The Media Research Center has been absolutely obsessed with the alleged obsession of non-Fox News outlets covering the Stormy Daniels scandal. Here are some of the stories it’s cranked out:
- Category Five Stormy: CNN Primetime Spends 149 Minutes Ogling Stormy Daniels Scandal
- Obsessed: MSNBC’s Stormy Daniels Gossip Eclipses North Korea Coverage
- Stormy Saturday: CNN Spends 41 Minutes Salaciously Recapping Stormy Daniels’ Strip Club Show
- Serious News or Daytime Smut? CNN Hypes Salacious Trump Sex Details
- ‘View’ Touts Porn Star Suing Trump as Feminist Hero: ‘Refuses to Be Shut Up, Refuses to Be Silent!’
- CNN Panel Goes Gaga for Stormy Daniels After Tweet: ‘The President Has Met His Match’

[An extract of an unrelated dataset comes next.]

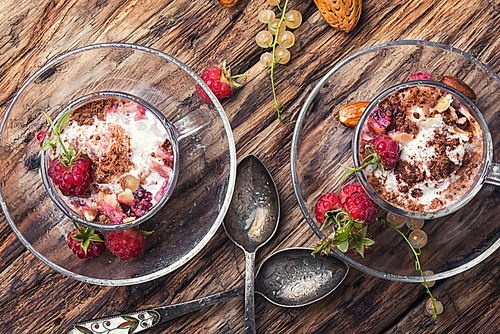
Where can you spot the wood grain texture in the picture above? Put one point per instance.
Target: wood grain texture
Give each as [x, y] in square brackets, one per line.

Funny thing No. 1: The MRC’s Curtis Houck did concede at one point that “The Stormy Daniels lawsuit is certainly a big story; it’s worth finding out what the President knew and when in specific regards to the settlement and hush money organized by Trump’s personal attorney Michael Cohen.” Yet he and the MRC show absolutely no interest in, you know, finding that out; all it’s done is whine that the story’s being covered at all. As we’ve already noted, the MRC “news” division CNSNews.com has trouble even saying Daniels’ name, then dismissed the entire scandal as nothing but a liberal media narrative.
Funny thing No. 2: Strangely, the MRC has tagged several of its items about Daniels under the “Pornography” category.

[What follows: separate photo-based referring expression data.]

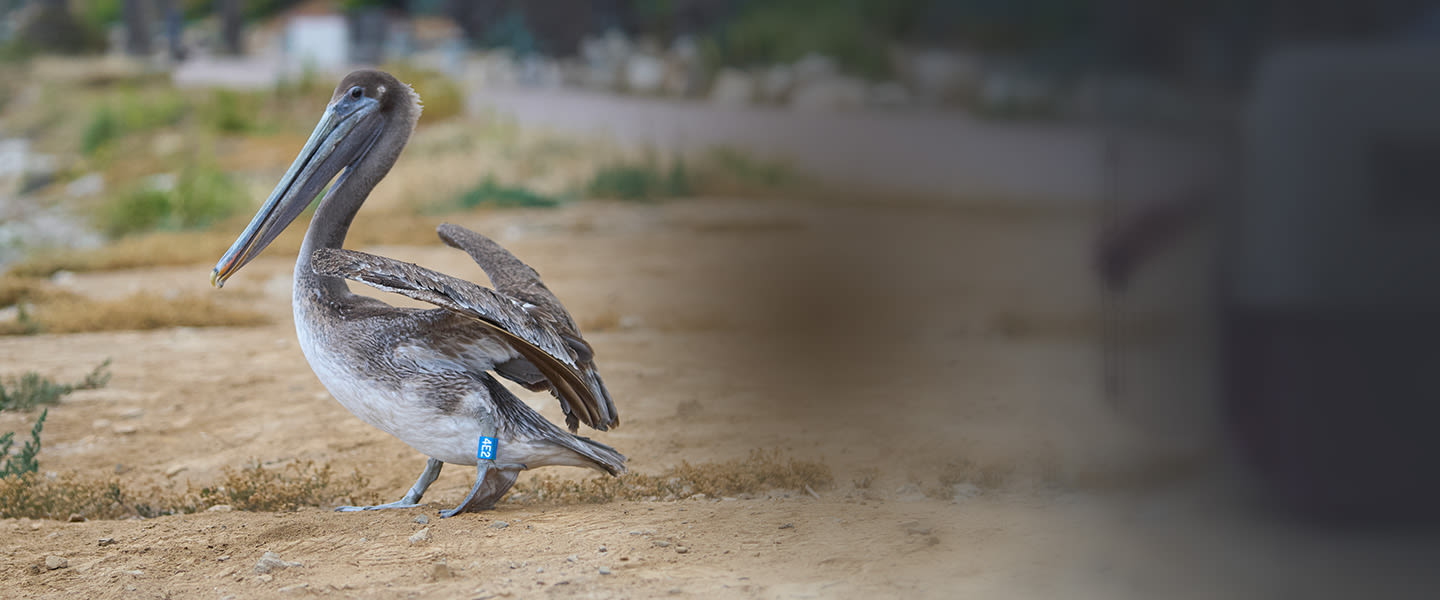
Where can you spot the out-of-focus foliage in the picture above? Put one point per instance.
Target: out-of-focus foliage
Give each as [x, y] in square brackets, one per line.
[641, 180]
[200, 196]
[55, 30]
[33, 390]
[26, 393]
[493, 193]
[130, 112]
[234, 112]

Now, Daniels may be a porn star, but that’s not why she’s in the news — it’s because she claims to have had an affair with the president of the United States, a claim made credible because of the aforementioned settlement and hush money. The MRC thought it was a huge story when President Clinton had an affair with Monica Lewinsky and and other alleged peccadilloes with women.

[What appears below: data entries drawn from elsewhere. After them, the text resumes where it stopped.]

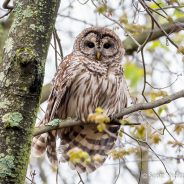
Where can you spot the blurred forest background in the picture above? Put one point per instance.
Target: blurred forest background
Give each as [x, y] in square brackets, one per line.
[151, 152]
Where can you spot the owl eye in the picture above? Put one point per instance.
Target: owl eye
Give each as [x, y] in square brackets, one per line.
[107, 45]
[90, 44]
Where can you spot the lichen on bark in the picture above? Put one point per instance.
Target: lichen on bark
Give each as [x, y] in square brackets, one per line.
[21, 77]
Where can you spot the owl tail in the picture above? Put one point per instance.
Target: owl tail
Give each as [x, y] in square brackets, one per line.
[85, 148]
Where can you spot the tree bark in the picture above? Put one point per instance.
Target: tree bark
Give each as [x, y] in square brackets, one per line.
[21, 78]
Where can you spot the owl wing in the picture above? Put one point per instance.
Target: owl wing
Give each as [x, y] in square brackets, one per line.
[66, 73]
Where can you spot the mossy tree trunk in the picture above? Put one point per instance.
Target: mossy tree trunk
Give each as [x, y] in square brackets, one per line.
[21, 80]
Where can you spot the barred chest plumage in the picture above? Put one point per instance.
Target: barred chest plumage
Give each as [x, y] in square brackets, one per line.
[96, 85]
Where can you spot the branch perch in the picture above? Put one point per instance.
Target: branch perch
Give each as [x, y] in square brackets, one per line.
[126, 111]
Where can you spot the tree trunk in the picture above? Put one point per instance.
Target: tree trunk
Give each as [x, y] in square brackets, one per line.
[21, 80]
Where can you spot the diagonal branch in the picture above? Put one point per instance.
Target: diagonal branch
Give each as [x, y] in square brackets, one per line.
[126, 111]
[130, 46]
[171, 27]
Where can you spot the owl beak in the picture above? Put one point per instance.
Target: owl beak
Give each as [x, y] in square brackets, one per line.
[98, 55]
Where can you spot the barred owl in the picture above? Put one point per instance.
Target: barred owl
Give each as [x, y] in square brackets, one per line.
[90, 77]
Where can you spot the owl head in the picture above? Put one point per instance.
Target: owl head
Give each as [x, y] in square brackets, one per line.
[99, 44]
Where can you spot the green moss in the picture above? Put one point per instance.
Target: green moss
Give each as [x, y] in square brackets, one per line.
[8, 45]
[6, 165]
[4, 104]
[24, 55]
[28, 12]
[12, 119]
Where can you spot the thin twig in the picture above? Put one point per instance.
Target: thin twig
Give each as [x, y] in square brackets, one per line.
[131, 109]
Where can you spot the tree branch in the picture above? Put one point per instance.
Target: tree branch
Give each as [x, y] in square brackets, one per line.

The best example of the MRC’s blase attitude toward a sex scandal involving one of its own comes from Tim Graham, in the midst of whining about Daniels’ mastery of Twitter:
It’s possible that Daniels is telling the truth about having sex with Donald Trump in 2006. It’s obvious to everyone that Trump has cheated on wives before. His affair with Marla Maples was New York tabloid fodder, spread to a national audience. If a voter would prefer a president who doesn’t have a troubled marriage, they couldn’t have voted for Hillary Clinton, either.
Still, the charge of a presidential candidate paying an accuser to keep quiet is an obvious news story. That doesn’t mean you have to praise the accuser as a master Tweeter.
Graham would never have said this about any of Clinton’s accusers, even the one who flip-flopped on her story and, thus, has less credibility than a porn star.